Fig. 1

NKp30 interacts with DPEP1. (A) Co-immunoprecipitation of NKp30 and DPEP1. After co-culturing NK92 and KM12C cells, cell lysates were immunoprecipitated (IP) using either anti-DPEP1 or anti-NKp30 antibodies. Immunocomplexes were analyzed by SDS–PAGE followed by western blotting. (B) Interaction of NKp30 isoforms with DPEP1. NK92 cells were transfected with His-tagged NKp30 isoforms (a/b/c), co-cultured with KM12C cells, and subjected to IP using anti-DPEP1 antibody. NS, not specific. (C) Binding of recombinant DPEP1 to NK92 cells. rDPEP1 was purified from HEK293F cells and visualized by Coomassie Brilliant Blue staining. NK92 cells were treated with rDPEP1, washed, and stained with anti-NKp30/APC and anti-DPEP1/FITC antibodies. NKp30⁺/rDPEP1⁺ NK92 cells were quantified by flow cytometry. Data represent mean ± SD from three independent experiments (n = 3), each performed in triplicate.
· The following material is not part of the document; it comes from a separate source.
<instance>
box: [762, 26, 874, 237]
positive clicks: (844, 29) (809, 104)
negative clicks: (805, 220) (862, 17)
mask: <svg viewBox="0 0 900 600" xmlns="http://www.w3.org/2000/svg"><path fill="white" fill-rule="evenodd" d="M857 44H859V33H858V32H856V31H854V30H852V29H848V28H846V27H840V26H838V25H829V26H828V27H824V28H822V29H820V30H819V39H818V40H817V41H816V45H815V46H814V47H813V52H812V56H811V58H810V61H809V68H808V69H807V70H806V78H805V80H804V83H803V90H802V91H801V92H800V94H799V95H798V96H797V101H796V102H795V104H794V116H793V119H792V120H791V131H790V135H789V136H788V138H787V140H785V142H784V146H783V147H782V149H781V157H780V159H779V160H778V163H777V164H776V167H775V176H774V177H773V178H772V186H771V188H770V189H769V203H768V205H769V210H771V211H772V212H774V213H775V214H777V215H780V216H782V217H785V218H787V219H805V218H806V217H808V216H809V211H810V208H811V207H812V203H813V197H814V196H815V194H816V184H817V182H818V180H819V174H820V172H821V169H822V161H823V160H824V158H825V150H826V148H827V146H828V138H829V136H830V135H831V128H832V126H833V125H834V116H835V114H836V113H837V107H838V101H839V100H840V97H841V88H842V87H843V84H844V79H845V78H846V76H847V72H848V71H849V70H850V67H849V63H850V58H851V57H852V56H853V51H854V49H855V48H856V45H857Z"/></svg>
Statistical significance was assessed using Student’s t-test (**P < 0.01). (D) Colocalization of rDPEP1 and NKp30 on NK92 cells. Cells treated with or without rDPEP1 were fixed and stained with anti-NKp30/FITC and anti-DPEP1/TRITC antibodies. Nuclei were counterstained with DAPI. Arrows indicate colocalization of both proteins on the plasma membrane (confocal microscopy).